Introduction

The QT interval in the surface electrocardiogram (ECG) reflects the total duration of depolarization and repolarization of the ventricles. QT dispersion (QTd) represents nonuniformity of regional myocardial ventricular repolarization and is reflected by differences of the QT interval duration between ECG leads.
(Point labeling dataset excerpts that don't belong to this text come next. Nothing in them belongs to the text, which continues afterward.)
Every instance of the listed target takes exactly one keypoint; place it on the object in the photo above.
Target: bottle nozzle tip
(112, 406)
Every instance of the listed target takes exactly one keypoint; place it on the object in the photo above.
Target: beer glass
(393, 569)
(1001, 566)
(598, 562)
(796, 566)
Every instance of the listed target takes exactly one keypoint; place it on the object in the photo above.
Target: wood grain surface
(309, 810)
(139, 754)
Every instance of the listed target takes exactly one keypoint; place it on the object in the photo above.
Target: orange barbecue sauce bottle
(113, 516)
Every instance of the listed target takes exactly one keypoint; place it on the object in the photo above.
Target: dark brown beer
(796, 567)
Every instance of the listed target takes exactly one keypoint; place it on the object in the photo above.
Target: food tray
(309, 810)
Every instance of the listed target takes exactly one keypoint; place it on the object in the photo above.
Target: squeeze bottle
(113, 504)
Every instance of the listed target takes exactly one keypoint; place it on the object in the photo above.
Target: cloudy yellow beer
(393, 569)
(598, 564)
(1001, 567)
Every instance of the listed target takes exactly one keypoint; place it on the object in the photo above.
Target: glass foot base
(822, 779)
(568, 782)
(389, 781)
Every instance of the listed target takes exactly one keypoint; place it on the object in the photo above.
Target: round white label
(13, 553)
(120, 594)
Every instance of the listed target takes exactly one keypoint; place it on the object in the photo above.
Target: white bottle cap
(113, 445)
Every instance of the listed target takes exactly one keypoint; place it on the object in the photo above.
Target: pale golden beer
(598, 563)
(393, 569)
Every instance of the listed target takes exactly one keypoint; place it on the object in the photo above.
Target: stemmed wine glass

Both prolonged QT interval and prolonged QTd form a substrate for malignant ventricular arrhythmias. Previous studies showed that a prolonged QT interval and QT dispersion are predictors of cardiovascular mortality and all-cause mortality in patients after acute myocardial infarction [1], patients with heart failure [2], patients with diabetes type 1 and 2 [3, 4], patients with idiopathic long QT syndrome [5] and in the population of apparently healthy individuals [6, 7].

The aims of this study were to determine the prevalence of prolonged QT interval and QT dispersion in patients with type 2 diabetes and their correlations with clinical and metabolic parameters, with particular emphasis on coronary heart disease, the parameters of glycaemic control and type of diabetes treatment.

Methods

Study design and patients

This cross-sectional study included 501 Caucasian patients with type 2 diabetes (277 men) treated at the National Educational Centre and Hospital for Diabetes, “Merkur” Vrnjačka Banja, Serbia, from September 2011 until December 2012. Study was approved by the local research committee and all the procedures were according to Declaration of Helsinki and all study participants provided written informed consent. The mean age (SD) was 60.4 (8.1) years, and the mean duration of diabetes (SD) was 9.9 (6.8) years.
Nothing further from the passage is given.